Dans une commune de 1 300 habitants de la Vienne, une dentiste belge a ouvert un cabinet pour donner des consultations une semaine par mois. Une aubaine en plein désert médical mais c’est avant tout une histoire d'amour.
« Bonjour, non, désolé, le cabinet ne prend plus de nouveaux patients. » Tut-tut-tut. Et ainsi de suite, de dentiste en dentiste, il faut parcourir toute la liste des Pages jaunes pour en dénicher un à Poitiers qui accordera un rendez-vous six mois plus tard. Un travail de patience… En dehors des villes, point de salut pour les dents ?
« Joli abcès ! Il faudra, ou bien enlever la couronne, ou bien faire un trou dedans. » La mauvaise nouvelle passe comme une lettre à La Poste. Birgit Suetens, avec un léger accent flamand dans la voix, s’adresse à son patient avec douceur et bonne humeur.
Là, à Lathus-Saint-Rémy, 1 300 habitants au sud-est de Poitiers, cette dentiste belge accueille ces patients une semaine par mois dans ce petit cabinet de campagne. Une étrangeté dans le désert médical qu’est devenue la France.
« Cela fait des années que nous n’avions plus de dentiste.» Eric, le malheureux propriétaire de l’abcès dans la couronne, a le sourire. Auparavant, il devait se déplacer jusqu’à Montmorillon, la ville la plus proche dotée de dentistes. « Pour nous, c’est une belle opportunité, tout est sur place, c’est très agréable. »
Une dentiste belge installée en plein cœur de la campagne poitevine… « J’adore la France ! », éclaire Birgit Suetens. La quinquagénaire a trouvé la maison de campagne de ses rêves en 2022 dans un hameau tout près. « Je suis déjà très contente d’être ici et cela me donne l’occasion de venir plus souvent et pas seulement pour les vacances. Maintenant, je peux venir une semaine par mois et j’en profite même, quand il y a des formations, pour venir deux semaines ! »
Huit mois de démarche
Birgit Suetens a ouvert son cabinet le 14 janvier 2024 dans une maison du village. Huit mois de démarche pour obtenir les autorisations de l’Ordre des dentistes. La mairie a activement participé aux démarches administratives.
« Nous avons eu une chance extraordinaire ! », se réjouit Antoine Selosse, le maire de Lathus-Saint-Rémy. « Notre dentiste, Birgit, est tombée totalement amoureuse de la commune. Elle nous avait parlé de son projet de s’installer et nous avons saisi l’opportunité en l’accompagnant et en trouvant les solutions pour qu’elle puisse venir une semaine par mois et dans l’avenir un mois complet. »

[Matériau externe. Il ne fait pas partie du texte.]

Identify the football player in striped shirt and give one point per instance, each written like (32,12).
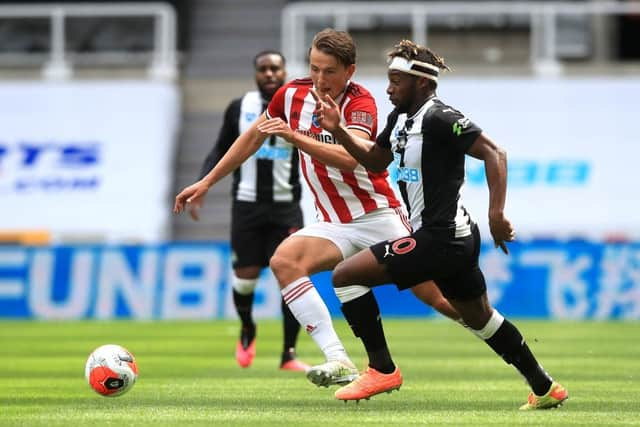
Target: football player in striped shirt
(430,140)
(356,207)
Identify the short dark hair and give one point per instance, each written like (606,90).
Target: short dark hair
(268,52)
(338,44)
(409,50)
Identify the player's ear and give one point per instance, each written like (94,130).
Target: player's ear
(424,83)
(351,69)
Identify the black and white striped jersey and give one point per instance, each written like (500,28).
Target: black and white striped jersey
(429,150)
(272,174)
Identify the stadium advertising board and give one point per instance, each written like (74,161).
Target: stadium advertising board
(540,279)
(88,158)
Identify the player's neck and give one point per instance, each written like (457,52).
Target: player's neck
(417,106)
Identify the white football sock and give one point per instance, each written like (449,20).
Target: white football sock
(307,306)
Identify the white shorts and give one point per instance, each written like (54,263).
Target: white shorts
(369,229)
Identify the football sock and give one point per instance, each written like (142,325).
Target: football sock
(505,339)
(363,316)
(244,305)
(291,328)
(307,306)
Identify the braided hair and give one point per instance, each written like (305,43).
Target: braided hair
(409,50)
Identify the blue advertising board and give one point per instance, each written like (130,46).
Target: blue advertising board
(539,279)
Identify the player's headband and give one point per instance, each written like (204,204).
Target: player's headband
(417,68)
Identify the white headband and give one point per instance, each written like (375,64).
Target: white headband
(417,68)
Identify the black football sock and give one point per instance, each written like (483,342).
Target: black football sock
(510,345)
(363,316)
(291,328)
(244,306)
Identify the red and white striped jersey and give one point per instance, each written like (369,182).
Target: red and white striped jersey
(340,196)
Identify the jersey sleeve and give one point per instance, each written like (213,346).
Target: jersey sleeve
(276,105)
(229,132)
(384,139)
(361,114)
(450,126)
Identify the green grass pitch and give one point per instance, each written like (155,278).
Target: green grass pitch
(188,376)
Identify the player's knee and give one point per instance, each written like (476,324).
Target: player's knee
(280,264)
(340,276)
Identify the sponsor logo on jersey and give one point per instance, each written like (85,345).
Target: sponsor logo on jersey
(408,174)
(322,137)
(362,117)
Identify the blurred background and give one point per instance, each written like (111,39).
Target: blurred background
(107,110)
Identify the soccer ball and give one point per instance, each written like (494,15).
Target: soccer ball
(111,370)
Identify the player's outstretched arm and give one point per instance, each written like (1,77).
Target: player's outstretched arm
(329,154)
(366,152)
(495,164)
(244,146)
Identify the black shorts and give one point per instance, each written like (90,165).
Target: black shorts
(436,255)
(258,228)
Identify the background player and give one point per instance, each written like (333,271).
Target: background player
(265,209)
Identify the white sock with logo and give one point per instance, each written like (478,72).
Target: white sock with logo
(307,306)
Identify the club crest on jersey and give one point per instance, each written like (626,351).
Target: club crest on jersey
(401,137)
(314,121)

"J'ai l'impression de faire quelque chose de bien"
Birgit Suetens a du mal à répondre à toutes les sollicitations, surtout qu’elle doit gérer aussi son cabinet en Belgique situé entre Louvain et Bruxelles. « Le téléphone sonne souvent mais je ne peux pas toujours répondre. C’est difficile de donner des rendez-vous à tout le monde mais ce n’est pas moi toute seule qui vais résoudre le problème en France. Malgré tout, j’ai l’impression de faire quelque chose de bien. »
Onze mois de pratique, et cette dentiste ne regrette pas son choix. « J’ai passé une année très heureuse, je me suis fait plein d’amis. C’est pour cela que je voulais travailler ici, c’est mieux pour s’intégrer. »
Les joies de l'administration française
Et elle découvre peu à peu les particularités françaises : « Il y a plein de choses que je ne comprends pas mais cela va venir. L’administration française est très compliquée, surtout si la carte vitale ne marche pas. Et pour les remboursements, c’est complètement différent. Recoller une couronne, ce n’est pas cher mais ce n’est pas remboursé en France, ce qui est dommage. Ici, c’est mieux de remplacer la couronne car là, le patient est remboursé. Sauf que moi, je ne le savais pas. »
Elle expérimente maintenant deux cultures des soins dentaires, ce qu’elle trouve très enrichissant et lui ouvre un nouveau regard sur sa pratique en Belgique.
Des patients et des lapins
Seule ombre au tableau dans cette nouvelle vie, ce sont ces gens qui prennent rendez-vous et ne viennent pas. Sans prévenir. En août, sur une journée de neuf patients, six, oui ! six ! ont posé un lapin.
Malgré tout, Birgit Suetens rêve de devenir une dentiste poitevine à plein temps. Ce qui serait une bonne nouvelle pour le département de la Vienne. En 2022, il manquait 85 praticiens pour être dans la moyenne nationale. Un écart qui se comble malgré tout peu à peu et devrait être totalement résorbé d’ici cinq ans et plus.